SLPv2 is LDAPv3 friendly; both v1 and v2 also can use DHCP. SLP works in the
absence of other protocols.

SDP/SAP: (Eve Scholer): SAP is the Session Announcement Protocol; SDP is the
Session Description Protocol. SDP describes the audio and video streams which,
combined, form a multimedia session. SAP is used to announce the availability of
specific sessions. It's current is in MBONE tools like sdr. It is fully distributed and
scales to any number of passive listeners; it does not scale to any number of
announcers, however, as increasing the number of announers increases the period at
which individual sessions are announced. It has few configuration requirements. The
data with which it works is transient, but not highly dynamic. Multicast network
services must be available for SAP and SDP to function.

RVP/GENA: (Sonu Agganwal) (Rendezvous Event Protocol/Generalize Event
Notification Architecture) These protocols propose a method for event subscriptions
and notifications by extending HTTP with new methods: subsribe, unsubscribe,
notify, and poll. They also propose new headers in HTTP:

- Subscription-ID
- Notification-Type
- Delivery-Control
- Call-back

Multiple delivery mechanisms may be used, and they can be layered on tcp or udp.
RVP uses WEBDAV to extend GENA; in it, individuals have properties. Properties
are text/xml type. Its proposers believe it might be applied to: status tracking; location
discovery; general notification; instant messages. Each resources is url-based;
obtaining initial url outside of current protocol.

URN (Michael Mealing): URNs meant to name things; resolving those names into
something is another problem (URN creates a key for lookup). URN needs a way to
lookup for rules of syntax of URNs. Resolver discovery system based on the DNS;
uses a lookup of rule based on a key. Applicability: Meant to scale to global; meant
to be perrsistent--never allow reassignment.

Rwhois(Michael Mealing): tried to solve a problem the Internic had with hierarchical
spaces; based on dns names. Meant to scale globally (used for IP addresses and
domain names contacts).

Whois++(Michael Mealing): trying to solve a large, flat namespace problems in which
you might use a mesh to query route. Meant to scale globally.

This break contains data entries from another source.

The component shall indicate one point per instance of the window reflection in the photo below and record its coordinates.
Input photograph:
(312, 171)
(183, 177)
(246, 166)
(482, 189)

ACAP; (Chris Newman). ACAP came out of the IMAP community. It allows user
configuration information and preferences to be stored on a central server, so that a
user can access from any allowed machine. It has no bootstrapping, but it does have
the facilities needed to manage large lists. Focused on concept that information on the
server is frequently updated, but owned by the user. Their may be administrative
defaults. Also has inheritence to provide admin defaults; some notification facilities

DASL: (Rajiv Dulepet) Searching related to DAV properties; still in early stages of
development, but searches are limited to specific namespaces, collections, or DAV

BOF Decisions and Action Items:

Documents providing a glossary and taxonomy of search, lookup, and discovery will
be written; Ned Freed, Ian King, Peter Reintjes volunteered to act as editors. Those
willing to describe the available protocols were seperately recorded.

The BOF felt it was not appropriate to charter a working group at this time.